A paper mache volcano is a time-honoured science fair project that children enjoy making and activating. Although many children create a plain paper mache volcano without any added detailing, you can make your volcano stand out from the crowd by making it appear more realistic. This can be accomplished by using arts and crafts materials, such as acrylic paint and red food colouring. This can potentially enable your paper mache volcano to win first prize at the science fair.
Combine 4 cups of flour, 2 cups of cornflour and 3 cups of water into a large bowl. Mix well with a spoon for five minutes until smooth.

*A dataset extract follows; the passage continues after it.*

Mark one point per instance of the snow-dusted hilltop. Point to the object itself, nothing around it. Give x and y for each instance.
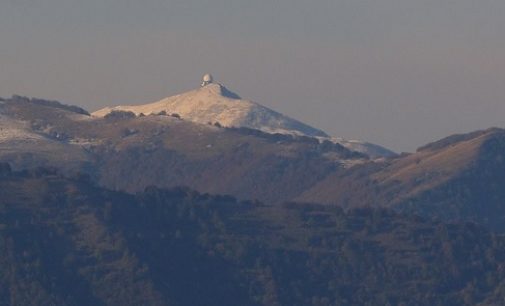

Tape a paper towel tube standing up vertically onto the centre of a sheet of cardboard. Crumple up sheets of newspaper and tape them onto the cardboard, surrounding the paper towel tube. Tape crumpled balls of newsprint higher and higher into a volcano shape.
Tear newspaper into strips that each measure 2 inches wide, 8 inches long. Dip the strips one at a time into the flour and cornstarch paste and lay them over the mountain model. Cover the entire mountain form with six layers of paper mache strips (also spelt papier mache). Allow the paper mache mountain to dry for two hours.
Paint the paper mache volcano with acrylic paint to make it look more realistic. Use natural colours such as green, brown, white and tan. Allow the paint to dry for 1 hour.
Paint clear acrylic glaze over the entire paper mache volcano to protect the acrylic paint from wearing off or chipping. Allow the glaze to dry for 1 hour.
Pour 1/2 cup of baking soda into the centre of the volcano.
Combine 1 cup of white vinegar and 10 drops of red food colouring in a bowl. Mix the two substances for 1 minute with a spoon to incorporate them together. This will turn the vinegar bright red.
Pour the red vinegar into the centre of the volcano to allow the vinegar to combine with the baking soda, which will produce a baking soda eruption.